The Pope was in good health then. “And so we shook hands and made the contact. And it stays with me still.”
Sang for pope
By Tanya Connor
She held a saint’s hand – and he helped make her the person she is today. That’s the claim made by Cathleen Grant, a choir member, religious education teacher, Ladies’ Guild secretary and all-round active member of Sacred Heart-St. Catherine of Sweden Parish in Worcester.
“In May of 1997 I toured Italy with the Worcester State College Chorale,” she say, The chorale was made up of students and alumni. She had joined while a student and continued singing with the group afterwards. “We got to sing in St. Peter’s Square at the Wednesday audience” for Pope John Paul II and the crowd. They sang the Biebl “Ave Maria” and “Shenandoah,” she said.
A news article from the time says Joseph Hagan, then president of Assumption College and a Gentleman-in-Waiting to Pope John Paul II, helped arrange for them to sing for the pope.
“We had wanted to meet the pope, but we could not get permission,” she says. “After we sang, our tour guide approached the pope’s security and asked permission for us to meet the pope. Permission was granted.
“The pope came over and greeted a couple people in the chorale.” A Worcester State student named Kinga Slovinska spoke to him in Polish.
“And then he took my hand,” recalls Ms. Grant. She was the only one in the group he did that to, she says. In English, he asked her how the weather was, how the group liked Italy so far and where else they were going.
“I think I was in a state of shock,” she says. “I answered him and then he turned and had his picture taken with the chorale. And that’s the picture I have.
“After he moved away I was very emotional. I kept staring at my hand. I just kept thinking, ‘I just held hands with the pope!’”
The following fall, her friend Karen Tweedly made her a scrapbook of her 50th birthday, Ms. Grant says. In it was a copy of the photo of Pope John Paul II holding her hand. Her friend wrote, “Remember who guides you.”

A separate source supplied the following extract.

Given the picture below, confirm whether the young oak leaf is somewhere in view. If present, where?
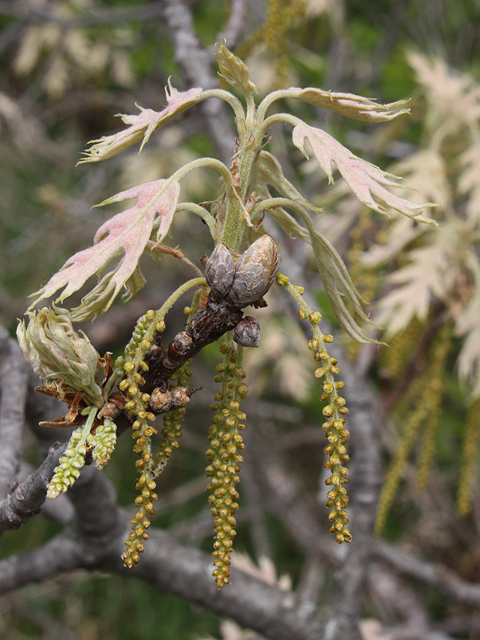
[78,81,203,164]
[292,124,438,226]
[288,87,409,122]
[30,180,180,321]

“I don’t know if either one of us knew how true and prophetic that was,” Ms. Grant says now. “It took awhile for me to turn my life around, but, boy, he does lead my life.”
She says she noticed an aura about him when he first came around in the popemobile: “How powerful! What a presence we were in.”

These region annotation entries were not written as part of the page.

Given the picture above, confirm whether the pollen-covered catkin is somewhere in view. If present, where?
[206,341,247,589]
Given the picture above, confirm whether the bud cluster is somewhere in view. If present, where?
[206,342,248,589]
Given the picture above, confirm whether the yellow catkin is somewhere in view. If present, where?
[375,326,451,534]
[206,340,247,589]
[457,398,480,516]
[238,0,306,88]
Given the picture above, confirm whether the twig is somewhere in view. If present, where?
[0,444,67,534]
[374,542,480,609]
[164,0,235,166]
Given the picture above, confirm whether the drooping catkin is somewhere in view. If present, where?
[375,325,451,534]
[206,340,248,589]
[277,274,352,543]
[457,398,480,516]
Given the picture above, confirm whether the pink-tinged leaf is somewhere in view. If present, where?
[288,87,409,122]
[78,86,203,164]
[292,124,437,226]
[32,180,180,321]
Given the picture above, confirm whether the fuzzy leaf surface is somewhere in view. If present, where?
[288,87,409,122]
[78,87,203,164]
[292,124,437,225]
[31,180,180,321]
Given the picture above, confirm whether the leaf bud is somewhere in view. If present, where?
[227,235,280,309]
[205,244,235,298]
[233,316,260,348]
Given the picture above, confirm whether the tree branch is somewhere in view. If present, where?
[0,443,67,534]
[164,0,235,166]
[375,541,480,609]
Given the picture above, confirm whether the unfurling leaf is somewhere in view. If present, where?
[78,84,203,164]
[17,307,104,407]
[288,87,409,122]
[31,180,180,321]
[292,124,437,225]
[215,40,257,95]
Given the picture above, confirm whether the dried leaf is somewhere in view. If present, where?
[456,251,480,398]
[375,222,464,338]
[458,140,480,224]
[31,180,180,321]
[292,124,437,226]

She also noticed how frail he seemed; he wasn’t able to stand totally straight and his hand trembled the whole time he held hers, she says.
How does she feel about his canonization?
“I’ve been thinking about that – the fact that I touched a saint,” she says. “He is part of the reason I am who I am today.”
She says her life started to become clearer after she made her Cursillo weekend – because of Cursillo, because of a Steubenville East high school youth conference she helped chaperone and because of the man now known to the world as Saint John Paul II.